Phylogenetic analysis of the HA and NA genes included various influenza A strains like A/Korea/01/2009(H1N1), A/Korea/426/68(H2N2), A/New York/392/2004(H3N2). The analysis showed that sequences from both the HA and NA genes of our samples clustered closely with sequences from the virus strain A/Korea/01/2009(H1N1) (Fig. 1): percent identity between our samples and A/Korea/01/2009(H1N1) was 98.6-99.6% for HA and 99.2-99.5% for NA.

Fig. 1

Phylogenetic analysis of the HA (A) and NA (B) genes.

We analyzed the genome coverage of the non-human reads for the influenza A(H1N1)pdm09 virus using A/Korea/01/2009 (H1N1) (GenBank accessions: GQ160811-3, GQ131023-6, GQ 132185), one closely related pandemic H1N1 strain for which the whole genome sequence is available. An average of 603 reads (25-1,207) mapped to this pandemic H1N1 virus and the overall read coverage was 8.2× (1.2×-14.8×) (Table 2).
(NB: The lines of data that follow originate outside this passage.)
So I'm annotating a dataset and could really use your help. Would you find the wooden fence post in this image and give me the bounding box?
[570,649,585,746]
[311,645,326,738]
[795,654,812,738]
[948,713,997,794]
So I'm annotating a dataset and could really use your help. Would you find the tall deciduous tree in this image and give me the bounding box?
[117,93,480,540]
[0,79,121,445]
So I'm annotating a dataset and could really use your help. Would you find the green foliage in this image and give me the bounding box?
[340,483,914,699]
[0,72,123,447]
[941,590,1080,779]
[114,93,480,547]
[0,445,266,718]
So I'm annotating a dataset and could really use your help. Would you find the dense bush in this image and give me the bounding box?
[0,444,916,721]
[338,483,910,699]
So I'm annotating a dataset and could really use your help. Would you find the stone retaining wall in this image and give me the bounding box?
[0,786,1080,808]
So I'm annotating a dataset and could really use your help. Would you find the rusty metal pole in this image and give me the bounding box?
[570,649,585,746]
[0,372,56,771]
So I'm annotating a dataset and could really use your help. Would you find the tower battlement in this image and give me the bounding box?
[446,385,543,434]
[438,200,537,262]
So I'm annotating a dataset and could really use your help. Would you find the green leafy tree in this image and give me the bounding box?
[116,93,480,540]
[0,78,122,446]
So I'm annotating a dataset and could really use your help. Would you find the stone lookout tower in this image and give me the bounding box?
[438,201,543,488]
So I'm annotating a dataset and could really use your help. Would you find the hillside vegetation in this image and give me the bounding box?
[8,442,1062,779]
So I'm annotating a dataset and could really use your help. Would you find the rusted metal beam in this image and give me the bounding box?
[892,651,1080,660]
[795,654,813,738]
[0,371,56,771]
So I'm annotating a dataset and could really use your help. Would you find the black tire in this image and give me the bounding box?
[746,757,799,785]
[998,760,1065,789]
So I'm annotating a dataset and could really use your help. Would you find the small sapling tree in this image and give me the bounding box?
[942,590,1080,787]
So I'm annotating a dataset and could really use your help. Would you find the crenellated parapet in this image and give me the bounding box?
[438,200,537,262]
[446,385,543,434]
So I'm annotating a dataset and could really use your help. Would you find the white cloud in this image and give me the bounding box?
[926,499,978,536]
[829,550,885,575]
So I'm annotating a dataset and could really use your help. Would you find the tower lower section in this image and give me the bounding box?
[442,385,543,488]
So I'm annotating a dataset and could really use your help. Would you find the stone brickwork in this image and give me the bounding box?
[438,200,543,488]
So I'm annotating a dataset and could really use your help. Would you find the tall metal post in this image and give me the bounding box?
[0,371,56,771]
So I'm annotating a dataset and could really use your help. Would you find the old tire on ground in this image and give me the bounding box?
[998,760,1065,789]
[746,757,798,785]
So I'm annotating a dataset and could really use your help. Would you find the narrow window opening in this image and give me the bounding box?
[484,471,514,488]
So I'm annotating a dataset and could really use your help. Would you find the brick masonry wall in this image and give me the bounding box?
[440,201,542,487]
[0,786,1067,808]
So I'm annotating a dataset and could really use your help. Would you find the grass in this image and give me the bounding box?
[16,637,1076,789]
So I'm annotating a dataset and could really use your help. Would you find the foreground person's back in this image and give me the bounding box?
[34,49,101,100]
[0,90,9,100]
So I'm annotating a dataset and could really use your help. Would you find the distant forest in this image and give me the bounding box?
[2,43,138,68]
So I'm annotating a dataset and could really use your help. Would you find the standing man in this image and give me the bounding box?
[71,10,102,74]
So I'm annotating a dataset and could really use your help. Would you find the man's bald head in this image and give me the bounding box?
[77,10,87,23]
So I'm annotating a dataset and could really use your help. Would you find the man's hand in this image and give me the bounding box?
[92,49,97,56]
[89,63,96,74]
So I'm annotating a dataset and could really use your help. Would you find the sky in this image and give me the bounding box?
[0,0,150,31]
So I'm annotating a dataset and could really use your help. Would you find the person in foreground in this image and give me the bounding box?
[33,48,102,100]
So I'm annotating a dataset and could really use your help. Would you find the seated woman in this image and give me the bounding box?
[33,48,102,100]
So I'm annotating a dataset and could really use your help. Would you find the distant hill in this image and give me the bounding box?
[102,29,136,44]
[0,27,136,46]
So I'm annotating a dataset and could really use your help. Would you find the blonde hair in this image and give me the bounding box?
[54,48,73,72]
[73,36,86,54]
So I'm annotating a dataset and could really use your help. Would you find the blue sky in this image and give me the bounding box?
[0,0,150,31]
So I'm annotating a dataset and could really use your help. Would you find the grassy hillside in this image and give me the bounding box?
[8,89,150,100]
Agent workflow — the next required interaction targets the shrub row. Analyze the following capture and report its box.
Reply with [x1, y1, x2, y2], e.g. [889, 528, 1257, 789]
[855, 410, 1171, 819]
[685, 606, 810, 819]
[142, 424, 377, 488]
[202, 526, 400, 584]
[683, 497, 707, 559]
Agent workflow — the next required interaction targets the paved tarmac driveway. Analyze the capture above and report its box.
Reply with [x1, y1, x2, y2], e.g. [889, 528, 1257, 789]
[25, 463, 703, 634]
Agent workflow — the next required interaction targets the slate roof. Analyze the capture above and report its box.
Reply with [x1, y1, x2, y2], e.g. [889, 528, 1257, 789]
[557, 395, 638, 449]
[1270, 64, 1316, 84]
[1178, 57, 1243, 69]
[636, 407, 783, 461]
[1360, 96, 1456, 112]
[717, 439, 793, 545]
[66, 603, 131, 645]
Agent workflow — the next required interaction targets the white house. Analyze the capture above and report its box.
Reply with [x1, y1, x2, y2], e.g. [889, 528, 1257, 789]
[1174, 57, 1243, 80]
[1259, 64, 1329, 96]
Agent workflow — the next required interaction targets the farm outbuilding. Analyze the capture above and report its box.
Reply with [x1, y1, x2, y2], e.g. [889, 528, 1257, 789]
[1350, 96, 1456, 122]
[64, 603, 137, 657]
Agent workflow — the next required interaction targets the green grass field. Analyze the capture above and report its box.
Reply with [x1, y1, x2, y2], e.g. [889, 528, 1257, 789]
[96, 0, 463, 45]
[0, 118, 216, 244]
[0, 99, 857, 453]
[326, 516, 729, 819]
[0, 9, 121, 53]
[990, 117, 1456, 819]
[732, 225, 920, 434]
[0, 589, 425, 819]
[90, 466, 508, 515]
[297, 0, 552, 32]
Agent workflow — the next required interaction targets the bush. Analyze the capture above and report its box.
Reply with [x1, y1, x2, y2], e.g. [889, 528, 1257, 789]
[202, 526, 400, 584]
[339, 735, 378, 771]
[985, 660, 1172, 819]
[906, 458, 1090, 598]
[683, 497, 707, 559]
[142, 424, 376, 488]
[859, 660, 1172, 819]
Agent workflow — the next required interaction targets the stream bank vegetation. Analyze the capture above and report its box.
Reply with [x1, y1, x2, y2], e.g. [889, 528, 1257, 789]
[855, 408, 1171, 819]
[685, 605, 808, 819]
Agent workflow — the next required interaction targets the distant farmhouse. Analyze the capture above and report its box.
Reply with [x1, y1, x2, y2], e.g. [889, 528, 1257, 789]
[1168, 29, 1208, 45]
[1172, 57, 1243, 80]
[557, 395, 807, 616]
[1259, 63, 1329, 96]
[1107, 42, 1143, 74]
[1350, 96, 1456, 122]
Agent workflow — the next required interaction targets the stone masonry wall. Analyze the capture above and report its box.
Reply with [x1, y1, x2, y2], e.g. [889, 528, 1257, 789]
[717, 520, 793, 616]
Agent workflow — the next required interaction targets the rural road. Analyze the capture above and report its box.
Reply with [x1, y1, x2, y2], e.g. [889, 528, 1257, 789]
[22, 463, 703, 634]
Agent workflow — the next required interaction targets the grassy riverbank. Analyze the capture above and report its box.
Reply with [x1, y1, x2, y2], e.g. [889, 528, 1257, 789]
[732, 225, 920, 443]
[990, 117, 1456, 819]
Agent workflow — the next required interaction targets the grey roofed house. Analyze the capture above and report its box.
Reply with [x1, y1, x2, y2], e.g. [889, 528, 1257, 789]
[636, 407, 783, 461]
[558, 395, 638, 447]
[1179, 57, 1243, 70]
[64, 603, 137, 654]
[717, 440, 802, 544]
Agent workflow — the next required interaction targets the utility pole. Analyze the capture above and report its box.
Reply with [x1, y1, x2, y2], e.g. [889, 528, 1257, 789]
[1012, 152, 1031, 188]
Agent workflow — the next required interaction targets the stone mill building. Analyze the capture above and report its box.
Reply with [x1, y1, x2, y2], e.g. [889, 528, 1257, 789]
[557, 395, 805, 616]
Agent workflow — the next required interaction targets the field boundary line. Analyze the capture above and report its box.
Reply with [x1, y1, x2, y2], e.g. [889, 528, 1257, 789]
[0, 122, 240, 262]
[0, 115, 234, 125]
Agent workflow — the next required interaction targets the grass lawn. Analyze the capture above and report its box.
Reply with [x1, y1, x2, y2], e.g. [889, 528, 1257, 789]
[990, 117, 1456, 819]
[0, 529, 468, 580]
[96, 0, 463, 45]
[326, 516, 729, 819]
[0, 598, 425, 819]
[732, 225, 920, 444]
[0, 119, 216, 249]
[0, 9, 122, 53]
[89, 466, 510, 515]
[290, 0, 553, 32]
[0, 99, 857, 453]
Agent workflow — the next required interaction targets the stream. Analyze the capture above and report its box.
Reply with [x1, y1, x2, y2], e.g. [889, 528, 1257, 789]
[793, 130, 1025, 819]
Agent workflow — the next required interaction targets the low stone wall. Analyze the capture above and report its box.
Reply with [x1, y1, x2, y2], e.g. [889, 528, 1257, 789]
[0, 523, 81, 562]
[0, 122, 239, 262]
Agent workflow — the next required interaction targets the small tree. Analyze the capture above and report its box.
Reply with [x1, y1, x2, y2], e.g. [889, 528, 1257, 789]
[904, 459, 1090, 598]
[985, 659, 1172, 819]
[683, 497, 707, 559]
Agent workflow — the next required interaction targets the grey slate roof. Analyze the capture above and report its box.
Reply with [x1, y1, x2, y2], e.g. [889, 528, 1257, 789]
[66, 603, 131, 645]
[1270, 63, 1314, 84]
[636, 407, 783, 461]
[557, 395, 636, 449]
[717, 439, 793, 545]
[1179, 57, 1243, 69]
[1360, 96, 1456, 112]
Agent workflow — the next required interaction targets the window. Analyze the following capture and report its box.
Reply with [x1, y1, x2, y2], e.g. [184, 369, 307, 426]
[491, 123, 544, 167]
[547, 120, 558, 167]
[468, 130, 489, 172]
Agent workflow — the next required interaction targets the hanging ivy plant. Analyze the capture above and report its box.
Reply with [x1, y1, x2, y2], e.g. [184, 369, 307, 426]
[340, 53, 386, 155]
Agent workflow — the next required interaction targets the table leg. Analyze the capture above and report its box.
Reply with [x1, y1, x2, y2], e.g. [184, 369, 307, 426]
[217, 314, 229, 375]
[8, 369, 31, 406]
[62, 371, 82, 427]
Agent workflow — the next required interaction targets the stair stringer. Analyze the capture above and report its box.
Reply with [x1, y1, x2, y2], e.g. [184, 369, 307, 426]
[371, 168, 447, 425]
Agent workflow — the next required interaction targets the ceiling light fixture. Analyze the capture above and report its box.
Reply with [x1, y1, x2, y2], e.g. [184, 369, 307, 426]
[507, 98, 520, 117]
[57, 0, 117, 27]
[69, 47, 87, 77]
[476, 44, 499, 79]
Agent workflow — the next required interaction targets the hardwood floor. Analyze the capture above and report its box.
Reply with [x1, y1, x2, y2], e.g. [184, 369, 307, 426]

Among the reads mapped to this pandemic virus, 7.7-28.0% reads were mapped to the HA gene, and 11.0-24.0% were mapped to the NA gene.

Whole-genome sequencing of influenza A virus has been used to determine the genetic basis of pathogenicity and antiviral resistance and to identify mixed infections or quasispecies [6 7]. Whole-genome sequencing has also been applied for various epidemiological investigations, such as outbreaks of neonatal methicillin-resistant Staphylococcus aureus, Mycobacterium tuberculosis, and multi-drug resistant Escherichia coli [8 9 10]. To our knowledge, however, this study is the first to investigate an influenza outbreak by whole-genome sequencing in clinical specimens. Unlike other molecular methods that can detect only a limited number of virus targets, whole-genome sequencing can provide information unbiased by prior knowledge of the viral etiology of an outbreak. In addition, deep sequencing enables us to identify the exact cause of an epidemic event in clinical specimens with viral RNA or DNA in very small quantities, for example, in specimens containing viral targets equivalent to 0.005% of the total sequencing reads as seen in our study.

As well as methodological robustness and cost, the turn-around time (TAT) needs to be considered before whole-genome sequencing is applied to the investigation of nosocomial outbreaks by a diagnostic microbiology laboratory. Sherry et al. [8] reported five days of TAT from a positive culture to the completion of sequencing to investigate putative multidrug-resistant E. coli. In our study, the TAT from library preparation for MiSeq sequencing to completion of sequence analysis was three days: two days for sequencing and one day for sequence analysis. This time is longer than that of other molecular methods, but this time might be improved with the advancement of sequencing technologies. The value of unbiased information at the sequence level, which this approach provides, should also be considered when choosing a method of investigation.

Until now, at least seven phylogenetically distinct viral clades of pandemic H1N1 virus have been identified [11]. The pandemic H1N1 virus identified in our study was most closely related to the A/Wisconsin/11/2013 strain. Among the amino acid changes defining clades 1-7, this virus had unique amino acid substitutions in the NP (V100I), NA (N248D), NS1 (I123V), and HA (S220T) regions. Although there were no substitutions at codon 106 of NA, this virus can be classified as clade 7, the most commonly isolated clade of H1N1 influenza virus in the world [11].

In summary, NGS-based unbiased sequencing can be effectively applied to investigate molecular characteristics of nosocomial influenza outbreak in clinical specimens such as nasopharyngeal swabs.